In [1]:
from __future__ import print_function
import tensorflow as tf
import numpy as np
import json
import time
import matplotlib.pyplot as plt
import pickle

%matplotlib inline

%load_ext autoreload
%autoreload 2

## Load Data


In [13]:
with open("./tweets_data/vocabulary.pkl", "rb") as f:
    vocabulary = pickle.load(f)

# load our data and separate it into tweets and labels
train_data = json.load(open('tweets_data/trainTweets_preprocessed.json', 'r'))
train_data = list(map(lambda row:(np.array(row[0],dtype=np.int32),str(row[1])),train_data))
train_tweets = np.array([t[0] for t in train_data])
train_labels = np.array([int(t[1]) for t in train_data])

test_data = json.load(open('tweets_data/testTweets_preprocessed.json', 'r'))
test_data = list(map(lambda row:(np.array(row[0],dtype=np.int32),str(row[1])),test_data))
test_tweets = np.array([t[0] for t in test_data])
test_labels = np.array([int(t[1]) for t in test_data])
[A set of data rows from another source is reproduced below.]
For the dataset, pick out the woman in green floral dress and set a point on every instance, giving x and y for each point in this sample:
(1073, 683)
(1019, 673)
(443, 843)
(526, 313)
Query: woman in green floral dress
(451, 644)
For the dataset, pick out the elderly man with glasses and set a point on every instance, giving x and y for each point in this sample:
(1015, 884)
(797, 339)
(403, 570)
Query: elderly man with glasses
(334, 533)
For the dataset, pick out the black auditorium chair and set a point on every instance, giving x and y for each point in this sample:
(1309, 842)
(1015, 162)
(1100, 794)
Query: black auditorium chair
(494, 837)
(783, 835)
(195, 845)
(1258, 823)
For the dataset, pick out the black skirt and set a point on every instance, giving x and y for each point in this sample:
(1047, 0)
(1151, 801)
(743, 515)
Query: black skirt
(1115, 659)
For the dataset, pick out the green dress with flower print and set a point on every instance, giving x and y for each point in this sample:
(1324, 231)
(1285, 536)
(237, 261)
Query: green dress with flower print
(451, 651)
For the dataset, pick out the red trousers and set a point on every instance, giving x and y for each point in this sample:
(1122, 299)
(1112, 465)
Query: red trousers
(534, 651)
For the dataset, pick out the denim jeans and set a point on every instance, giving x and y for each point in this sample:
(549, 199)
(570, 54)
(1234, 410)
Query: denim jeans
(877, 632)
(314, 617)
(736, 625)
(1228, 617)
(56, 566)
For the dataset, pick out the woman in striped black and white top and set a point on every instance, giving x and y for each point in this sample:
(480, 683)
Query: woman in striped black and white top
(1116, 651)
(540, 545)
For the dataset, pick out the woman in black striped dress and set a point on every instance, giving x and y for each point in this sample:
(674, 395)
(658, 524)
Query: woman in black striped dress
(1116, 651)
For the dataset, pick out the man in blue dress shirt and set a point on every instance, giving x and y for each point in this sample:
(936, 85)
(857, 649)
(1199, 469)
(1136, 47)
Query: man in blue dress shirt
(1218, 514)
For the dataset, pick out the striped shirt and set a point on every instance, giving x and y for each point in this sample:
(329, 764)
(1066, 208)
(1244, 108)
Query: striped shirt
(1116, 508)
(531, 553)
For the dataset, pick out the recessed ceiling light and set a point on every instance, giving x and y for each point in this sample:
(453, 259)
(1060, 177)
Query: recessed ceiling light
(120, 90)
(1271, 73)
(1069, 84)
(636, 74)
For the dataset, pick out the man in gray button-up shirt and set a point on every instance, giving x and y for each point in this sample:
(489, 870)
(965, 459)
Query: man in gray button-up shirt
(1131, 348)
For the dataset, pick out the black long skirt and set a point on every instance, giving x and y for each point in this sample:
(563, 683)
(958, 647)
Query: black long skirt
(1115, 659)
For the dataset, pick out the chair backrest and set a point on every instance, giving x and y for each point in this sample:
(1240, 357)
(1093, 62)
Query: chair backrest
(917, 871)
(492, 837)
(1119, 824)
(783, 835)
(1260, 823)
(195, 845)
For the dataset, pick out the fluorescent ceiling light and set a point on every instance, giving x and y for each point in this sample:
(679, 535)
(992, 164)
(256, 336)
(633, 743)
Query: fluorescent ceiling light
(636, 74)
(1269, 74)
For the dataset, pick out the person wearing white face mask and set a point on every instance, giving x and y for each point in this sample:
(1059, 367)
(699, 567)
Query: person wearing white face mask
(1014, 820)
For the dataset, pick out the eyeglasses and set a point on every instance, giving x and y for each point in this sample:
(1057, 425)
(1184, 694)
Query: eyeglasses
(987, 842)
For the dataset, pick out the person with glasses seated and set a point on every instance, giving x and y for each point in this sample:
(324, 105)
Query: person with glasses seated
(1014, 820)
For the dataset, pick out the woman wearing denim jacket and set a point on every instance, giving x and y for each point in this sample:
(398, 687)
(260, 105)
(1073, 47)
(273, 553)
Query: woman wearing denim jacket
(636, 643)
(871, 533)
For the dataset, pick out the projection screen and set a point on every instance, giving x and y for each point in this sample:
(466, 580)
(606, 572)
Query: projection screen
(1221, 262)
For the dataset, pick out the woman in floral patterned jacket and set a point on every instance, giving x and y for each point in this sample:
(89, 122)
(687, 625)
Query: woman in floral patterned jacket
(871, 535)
print("size of original train set: {}".format(len(train_tweets)))
print("size of original test set: {}".format(len(test_tweets)))

# only select first 1000 test sample for test
test_tweets = test_tweets[:1000]
test_labels = test_labels[:1000]

print("*"*100)
print("size of train set: {}, #positive: {}, #negative: {}".format(len(train_tweets), np.sum(train_labels), len(train_tweets)-np.sum(train_labels)))
print("size of test set: {}, #positive: {}, #negative: {}".format(len(test_tweets), np.sum(test_labels), len(test_tweets)-np.sum(test_labels)))

# show text of the idx-th train tweet
# The 'padtoken' is used to ensure each tweet has the same length
idx = 100
train_text = [vocabulary[x] for x in train_tweets[idx]]
print(train_text)
sentiment_label = ["negative", "positive"]
print("sentiment: {}".format(sentiment_label[train_labels[idx]]))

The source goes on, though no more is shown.